Kremlin and Belarus dismiss report of new Putin role

MOSCOW (Reuters) – Russian and Belarus officials rejected on Friday a media report that President Vladimir Putin could create a new role for himself by heading a union of Russia and ex-Soviet Belarus after he quits next year.

Such an option has been floated by media among other possible jobs for Putin, who is barred by the constitution from taking part in presidential polls next March but is keen to maintain political influence after leaving the Kremlin.

The editorially independent Ekho Moskvy radio station reported earlier on Friday that Putin would sign a union state agreement with Belarus during a visit to Minsk on December 13-14. It said Putin would head the new union state.

“There’s this general madness going on right now,” a Kremlin source said. “It’s a kind of distorted form of public debate about Putin’s political future. Nothing other than that.”

A source in the Belarussian presidential administration said he knew of no plan to agree a union pact soon. “I doubt this is true … nothing is known about anything as radical as that,” he said. “You should not pay much attention to this report.”

A source in the standing committee that organizes meetings linked to the “union state” agreed: “I have heard nothing about this.
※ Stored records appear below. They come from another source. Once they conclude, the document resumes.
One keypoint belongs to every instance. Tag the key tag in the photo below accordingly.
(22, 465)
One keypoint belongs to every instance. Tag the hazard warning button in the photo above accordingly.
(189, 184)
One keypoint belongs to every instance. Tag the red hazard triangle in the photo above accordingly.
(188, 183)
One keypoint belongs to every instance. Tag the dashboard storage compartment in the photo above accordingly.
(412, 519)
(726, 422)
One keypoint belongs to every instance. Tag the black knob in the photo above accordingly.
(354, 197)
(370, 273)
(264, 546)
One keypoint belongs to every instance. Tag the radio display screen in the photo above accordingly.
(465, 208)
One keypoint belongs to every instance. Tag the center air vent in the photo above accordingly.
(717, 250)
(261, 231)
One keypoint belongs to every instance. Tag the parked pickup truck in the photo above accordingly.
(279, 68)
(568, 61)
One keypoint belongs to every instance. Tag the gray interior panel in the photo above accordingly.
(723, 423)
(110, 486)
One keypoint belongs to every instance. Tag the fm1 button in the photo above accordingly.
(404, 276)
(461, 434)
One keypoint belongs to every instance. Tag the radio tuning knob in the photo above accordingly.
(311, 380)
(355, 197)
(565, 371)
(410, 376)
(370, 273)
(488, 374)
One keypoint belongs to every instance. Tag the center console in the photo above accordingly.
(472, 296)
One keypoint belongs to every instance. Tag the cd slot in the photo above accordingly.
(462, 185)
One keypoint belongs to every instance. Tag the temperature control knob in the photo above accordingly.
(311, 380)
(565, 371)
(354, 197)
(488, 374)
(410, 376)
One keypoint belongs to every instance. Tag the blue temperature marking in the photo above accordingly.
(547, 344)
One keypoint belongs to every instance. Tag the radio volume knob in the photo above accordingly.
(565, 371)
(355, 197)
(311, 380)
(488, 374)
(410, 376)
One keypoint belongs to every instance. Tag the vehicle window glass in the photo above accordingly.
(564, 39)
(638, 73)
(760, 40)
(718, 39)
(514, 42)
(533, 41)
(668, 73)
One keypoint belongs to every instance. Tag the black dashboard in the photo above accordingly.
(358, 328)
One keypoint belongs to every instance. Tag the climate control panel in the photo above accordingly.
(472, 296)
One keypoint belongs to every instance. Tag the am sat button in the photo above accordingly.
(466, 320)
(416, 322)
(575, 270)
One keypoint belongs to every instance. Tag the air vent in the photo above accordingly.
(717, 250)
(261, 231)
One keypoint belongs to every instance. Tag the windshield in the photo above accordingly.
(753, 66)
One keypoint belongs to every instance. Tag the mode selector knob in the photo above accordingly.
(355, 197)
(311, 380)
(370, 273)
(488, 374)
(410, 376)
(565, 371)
And I have very serious doubts about it.”

Belarus and Russia concluded the first of several accords on forming a post-Soviet state in 1996.

Belarussian President Alexander Lukashenko, accused in the West of crushing basic rights, has made creation of a merged state a policy priority while keeping in place many aspects of the Soviet-era command economy.

But plans for the merger remain vague, blocked by disputes over the years on how the state would be led, what to do about a common currency and, most recently, by Lukashenko’s objections to steep increases in the price of Russian energy exports.

A customs and immigration union is in effect between the two neighbors.

Boris Gryzlov, parliamentary leader of the United Russia party led by Putin in last week’s parliamentary election, also discounted the report. He said the “union state” was developing too slowly for such a move.

“We initially thought it would go ahead a bit faster,” Gryzlov told a news conference. “But as of now we haven’t agreed on powers and status of top officials.”